Despite the fight for transparency and security, the current situation deters customers due to the instability. Just recently, the South Korean National Police Agency released a report concerning cryptocurrency and wallet hacks which took place in the country since 2016. The amount of “illegally withdrawn through hacking was 112 billion won (~$99 mln),” according to the report. As lawmaker Min KYUNG-WOOK commented to the local media: “The nature of cryptocurrency exchanges is presented continuously to cyber threat… the hacking mishaps happened even in the spots where the administration led security checks.”
The total transparency of information on crypto exchanges is also opposed mostly by the users which are not looking forward to sharing their personal data despite the demands of KYC. According to these enthusiasts, personal data is also vulnerable and may be obtained by the third-party persons with no good intentions as well.
The industry is barely a fraction of what it could become in the coming years and decades. This gives any cryptocurrency exchange, which is able to provide its customers a safe, transparent platform for exchanging new assets, a limitless potential. Services such as Binance and RightBTC are examples of exchanges providing users with added layers of security and transparency, such as two-factor authentication, high-level SSL encryption, cold storage, and more. Exchanges which are taking these extra precautions and giving users a fully transparent look into their businesses will flourish in the upcoming years.
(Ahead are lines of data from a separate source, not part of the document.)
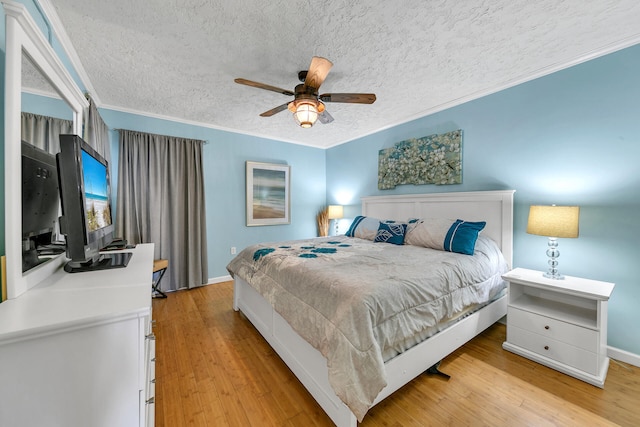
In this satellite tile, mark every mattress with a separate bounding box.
[227,236,507,420]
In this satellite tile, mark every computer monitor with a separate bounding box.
[22,141,60,273]
[56,135,131,273]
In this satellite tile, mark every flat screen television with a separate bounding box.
[22,141,61,273]
[56,135,132,273]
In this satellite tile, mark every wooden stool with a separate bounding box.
[151,259,169,298]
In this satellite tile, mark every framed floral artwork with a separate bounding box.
[378,129,462,190]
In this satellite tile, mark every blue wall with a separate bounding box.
[100,109,326,278]
[327,45,640,354]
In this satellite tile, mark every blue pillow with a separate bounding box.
[373,222,407,245]
[443,219,487,255]
[404,218,487,255]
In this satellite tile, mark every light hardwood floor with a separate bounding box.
[153,282,640,427]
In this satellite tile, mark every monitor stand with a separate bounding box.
[64,252,133,273]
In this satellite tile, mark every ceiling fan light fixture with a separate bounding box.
[289,100,318,129]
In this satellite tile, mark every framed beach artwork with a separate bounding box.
[247,162,291,226]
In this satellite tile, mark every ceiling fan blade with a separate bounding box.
[318,110,333,125]
[234,79,293,96]
[260,102,289,117]
[318,93,376,104]
[304,56,333,93]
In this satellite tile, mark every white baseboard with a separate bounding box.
[607,346,640,368]
[207,274,233,285]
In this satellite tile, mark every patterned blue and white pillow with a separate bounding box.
[405,219,487,255]
[373,222,407,245]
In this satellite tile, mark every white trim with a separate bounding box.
[607,346,640,368]
[37,0,101,105]
[2,1,89,299]
[32,0,640,150]
[207,274,233,285]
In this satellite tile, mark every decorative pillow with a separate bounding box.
[373,222,407,245]
[345,215,380,240]
[405,219,487,255]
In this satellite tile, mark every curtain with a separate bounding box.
[83,98,111,164]
[116,130,208,291]
[21,113,73,154]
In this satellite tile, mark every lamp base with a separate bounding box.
[543,237,564,280]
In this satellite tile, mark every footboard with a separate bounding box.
[233,278,358,427]
[233,278,507,427]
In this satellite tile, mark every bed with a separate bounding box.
[229,190,514,427]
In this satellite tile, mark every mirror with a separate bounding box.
[3,1,89,298]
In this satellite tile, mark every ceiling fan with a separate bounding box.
[234,56,376,128]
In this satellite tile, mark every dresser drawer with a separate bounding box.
[507,326,599,375]
[507,307,599,353]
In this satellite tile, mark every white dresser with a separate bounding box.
[502,268,614,387]
[0,244,155,427]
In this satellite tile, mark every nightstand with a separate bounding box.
[502,268,614,388]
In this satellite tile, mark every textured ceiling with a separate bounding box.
[43,0,640,147]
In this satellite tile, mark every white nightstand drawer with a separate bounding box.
[507,307,599,353]
[507,324,599,375]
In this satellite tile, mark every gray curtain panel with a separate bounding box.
[21,113,73,154]
[83,98,113,164]
[116,130,208,291]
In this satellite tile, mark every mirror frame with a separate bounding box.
[2,1,89,299]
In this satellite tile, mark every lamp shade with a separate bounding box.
[527,205,580,238]
[327,205,344,219]
[293,101,318,128]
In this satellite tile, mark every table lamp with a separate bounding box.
[527,205,580,280]
[327,205,344,236]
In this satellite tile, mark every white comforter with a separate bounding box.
[227,236,507,421]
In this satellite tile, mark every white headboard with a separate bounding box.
[362,190,515,266]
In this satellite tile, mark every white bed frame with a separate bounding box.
[233,190,514,427]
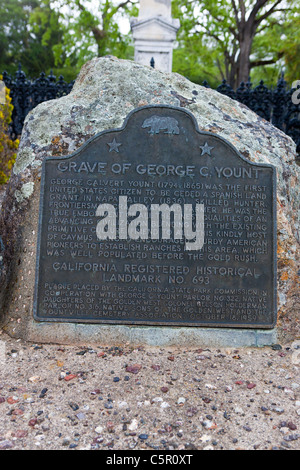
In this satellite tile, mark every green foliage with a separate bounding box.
[172,0,300,87]
[53,0,136,71]
[0,75,19,185]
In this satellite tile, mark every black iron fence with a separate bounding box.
[3,66,300,154]
[2,65,74,138]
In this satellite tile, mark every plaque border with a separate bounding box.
[33,104,278,330]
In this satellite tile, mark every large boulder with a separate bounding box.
[0,57,300,342]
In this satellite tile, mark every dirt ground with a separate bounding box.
[0,316,300,452]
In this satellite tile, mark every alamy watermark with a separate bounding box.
[96,196,204,250]
[0,80,5,104]
[292,80,300,105]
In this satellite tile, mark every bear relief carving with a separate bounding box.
[142,116,179,134]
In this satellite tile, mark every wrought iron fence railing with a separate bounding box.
[3,62,300,154]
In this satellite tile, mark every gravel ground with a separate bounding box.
[0,326,300,455]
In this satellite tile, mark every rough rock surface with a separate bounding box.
[0,57,300,338]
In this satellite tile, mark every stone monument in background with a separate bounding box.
[131,0,179,72]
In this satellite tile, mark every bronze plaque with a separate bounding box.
[34,106,277,328]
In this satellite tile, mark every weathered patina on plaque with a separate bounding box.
[34,106,277,328]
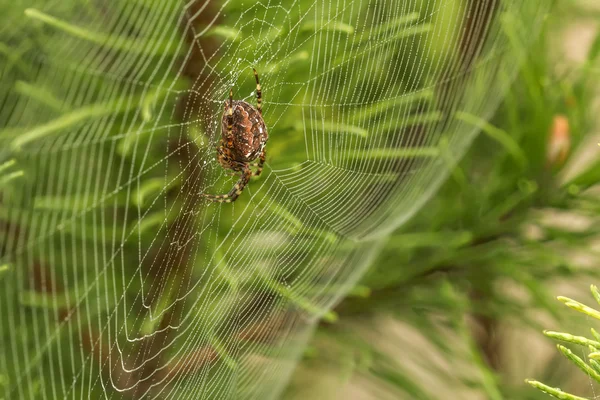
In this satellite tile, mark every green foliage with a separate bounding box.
[526,285,600,400]
[288,2,600,400]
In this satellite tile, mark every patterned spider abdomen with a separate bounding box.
[219,100,269,171]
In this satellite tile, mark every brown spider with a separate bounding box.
[202,69,269,203]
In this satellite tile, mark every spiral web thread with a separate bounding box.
[0,0,549,399]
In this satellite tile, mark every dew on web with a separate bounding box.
[0,0,549,400]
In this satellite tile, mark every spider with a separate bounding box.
[202,68,269,203]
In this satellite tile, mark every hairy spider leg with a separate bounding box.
[252,68,262,115]
[202,164,252,203]
[252,149,267,176]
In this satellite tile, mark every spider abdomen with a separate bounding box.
[221,100,269,163]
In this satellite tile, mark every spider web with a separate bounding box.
[0,0,549,399]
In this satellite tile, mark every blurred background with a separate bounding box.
[0,0,600,400]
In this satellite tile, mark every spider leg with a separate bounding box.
[202,164,252,203]
[252,149,267,176]
[252,68,262,115]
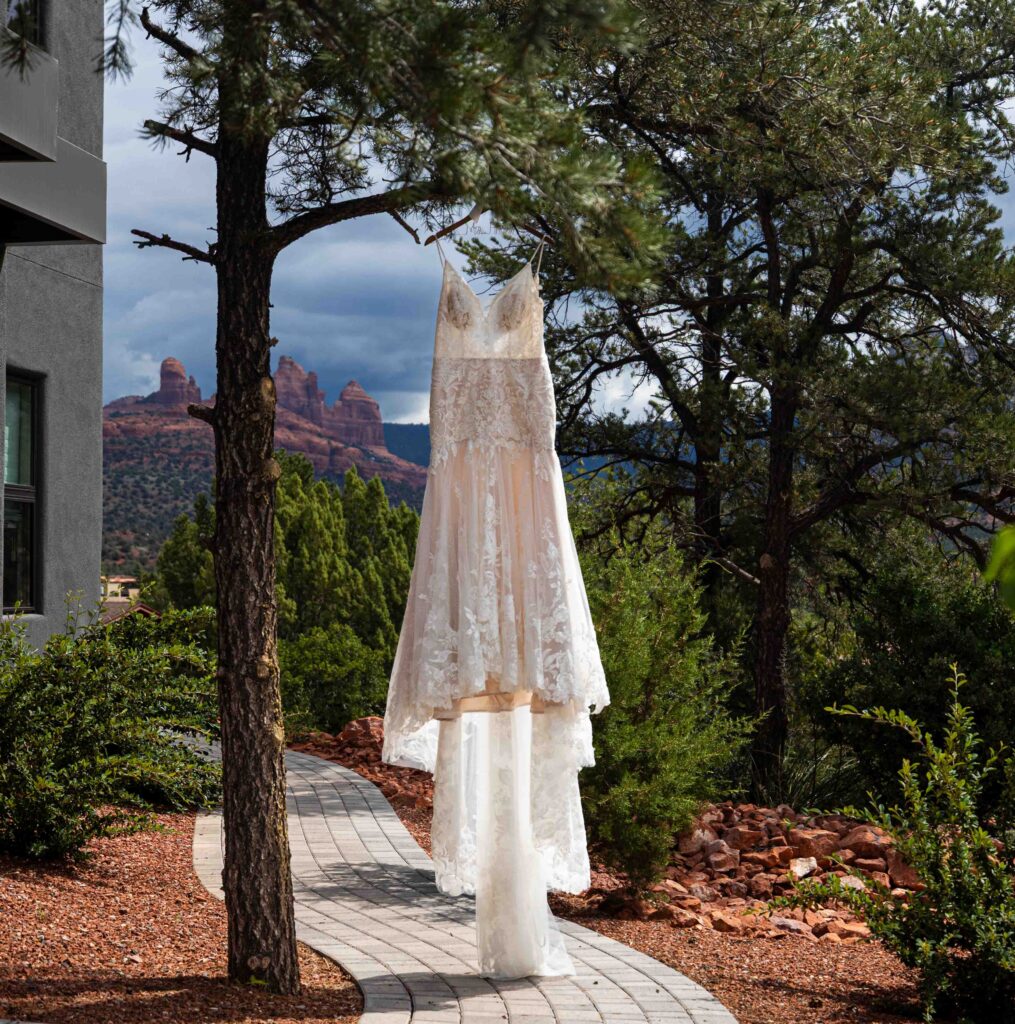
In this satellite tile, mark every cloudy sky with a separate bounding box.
[104,33,1015,422]
[104,35,450,422]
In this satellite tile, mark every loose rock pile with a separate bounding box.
[586,802,921,943]
[293,717,922,943]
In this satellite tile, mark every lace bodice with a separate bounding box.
[430,263,556,465]
[385,253,609,767]
[433,262,544,359]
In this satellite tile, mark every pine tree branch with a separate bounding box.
[141,7,201,60]
[130,227,217,264]
[268,181,450,253]
[388,210,422,245]
[144,120,218,159]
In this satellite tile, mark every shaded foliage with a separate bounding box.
[0,610,220,857]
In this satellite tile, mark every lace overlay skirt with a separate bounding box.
[383,442,608,978]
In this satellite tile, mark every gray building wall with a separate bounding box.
[0,0,103,643]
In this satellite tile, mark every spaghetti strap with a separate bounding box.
[528,234,546,281]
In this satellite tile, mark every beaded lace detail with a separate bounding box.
[383,251,609,946]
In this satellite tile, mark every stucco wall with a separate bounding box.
[0,0,103,643]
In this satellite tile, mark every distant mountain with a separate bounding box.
[102,355,429,568]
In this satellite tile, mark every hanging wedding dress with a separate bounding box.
[383,239,609,978]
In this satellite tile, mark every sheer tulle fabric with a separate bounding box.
[383,256,609,978]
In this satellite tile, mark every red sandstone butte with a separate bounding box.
[102,355,426,494]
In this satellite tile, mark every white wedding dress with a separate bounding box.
[383,243,609,978]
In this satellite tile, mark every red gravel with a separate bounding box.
[297,718,922,1024]
[553,913,923,1024]
[0,814,363,1024]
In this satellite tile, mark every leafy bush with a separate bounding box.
[0,609,219,857]
[778,669,1015,1024]
[582,528,749,886]
[279,623,388,733]
[795,529,1015,812]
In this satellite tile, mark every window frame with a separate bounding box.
[0,370,42,615]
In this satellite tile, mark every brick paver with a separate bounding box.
[194,752,736,1024]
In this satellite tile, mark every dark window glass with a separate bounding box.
[3,499,35,610]
[3,380,35,486]
[0,0,42,46]
[3,377,39,611]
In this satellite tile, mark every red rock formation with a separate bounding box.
[144,356,201,406]
[325,381,384,449]
[274,355,325,427]
[274,355,385,450]
[102,356,426,566]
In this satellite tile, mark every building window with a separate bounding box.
[0,0,43,46]
[3,377,39,611]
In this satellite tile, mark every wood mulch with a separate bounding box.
[298,719,922,1024]
[0,814,363,1024]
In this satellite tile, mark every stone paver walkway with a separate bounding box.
[194,752,736,1024]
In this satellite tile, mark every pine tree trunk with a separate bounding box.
[752,389,797,799]
[693,196,726,606]
[207,117,300,993]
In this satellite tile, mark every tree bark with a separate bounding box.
[752,388,797,800]
[693,195,726,602]
[213,54,300,994]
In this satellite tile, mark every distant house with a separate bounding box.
[99,577,141,601]
[0,0,105,642]
[100,575,160,623]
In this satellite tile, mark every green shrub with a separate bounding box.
[795,529,1015,812]
[0,609,219,857]
[279,623,388,733]
[582,542,749,886]
[778,670,1015,1024]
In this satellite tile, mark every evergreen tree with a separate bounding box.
[108,0,651,992]
[470,0,1015,794]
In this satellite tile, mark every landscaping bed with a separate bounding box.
[0,814,363,1024]
[294,718,921,1024]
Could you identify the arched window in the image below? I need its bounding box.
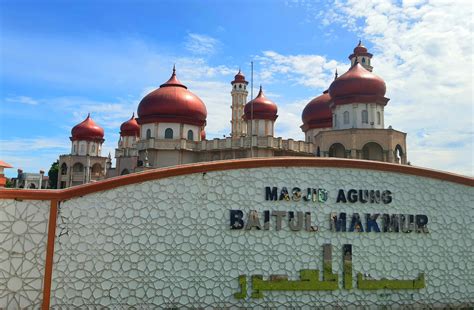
[72,163,84,172]
[61,163,67,175]
[120,169,130,175]
[362,142,383,161]
[362,110,369,124]
[344,111,349,124]
[165,128,173,139]
[329,143,346,158]
[91,163,102,177]
[188,130,194,140]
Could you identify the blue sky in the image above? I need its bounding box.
[0,0,474,176]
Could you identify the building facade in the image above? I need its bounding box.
[58,42,407,188]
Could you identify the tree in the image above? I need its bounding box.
[5,179,14,188]
[48,160,59,188]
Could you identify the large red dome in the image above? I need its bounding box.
[71,114,104,141]
[244,86,278,121]
[120,113,140,137]
[301,90,332,132]
[329,63,389,105]
[137,68,207,126]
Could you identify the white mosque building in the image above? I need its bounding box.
[58,42,407,188]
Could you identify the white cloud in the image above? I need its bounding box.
[5,96,39,105]
[185,33,220,55]
[272,0,474,175]
[256,51,348,88]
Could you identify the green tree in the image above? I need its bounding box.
[5,179,13,188]
[48,160,59,188]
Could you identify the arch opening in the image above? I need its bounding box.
[165,128,173,139]
[72,163,84,172]
[61,163,67,175]
[329,143,346,158]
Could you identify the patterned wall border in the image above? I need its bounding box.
[0,157,474,309]
[0,157,474,201]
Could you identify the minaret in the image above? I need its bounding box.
[230,69,249,138]
[349,40,373,72]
The advent of decentralized, and peer-to-peer exchange trading aligns better with the values of blockchain and could also become an increasingly large part of the exchange ecosystem. Exchanges such as Waves, CryptoBridge, and DEX are good examples of decentralized exchanges making a name for themselves with traders and investors. Lots of competitors understand the current trends of decentralization and self-regulation services and move according to that vector, says Adam FUNNEL, crypto trader and investor from UK: “There is a buzz around the evolution of these exchanges and rightly so! As they become more user friendly and with brands such as Binance, announcing their own decentralised exchanges, they will become more widely used. The crypto industry is in its infancy, but it is wonderful to see how it gets self-regulated and how transparent exchanges become. Due to the acts of certain exchanges and fraudulent players, self-regulation has been rapid and effective. Users expect and receive certain standards and transparency and these standards help to inform and protect them.”
New technology in the cryptocurrency industry has the potential to make exchanges obsolete. Atomic swaps are being designed to allow for seamless conversion between cryptocurrencies without an exchange acting as a trusted third party. The direct exchange between blockchains could be a game-changer for the industry. If this technology becomes ubiquitous, exchanges will lose a significant amount of their potential value, and may only be used to exchange fiat for the cryptocurrency, despite the transparency they propose.
After close to ten years of growth, it is clear that the cryptocurrency market is only becoming more ubiquitous across the world. This gives cryptocurrency exchanges a great opportunity to build businesses to support this growing industry. At the same time, exchanges are still seen by many as unsafe and unsecure for transacting, and until this stigma is squashed, exchanges may have a difficult time seeing the growth they are looking for. They understand and work on it, boosting the strengths and making everything to dismiss the weaknesses.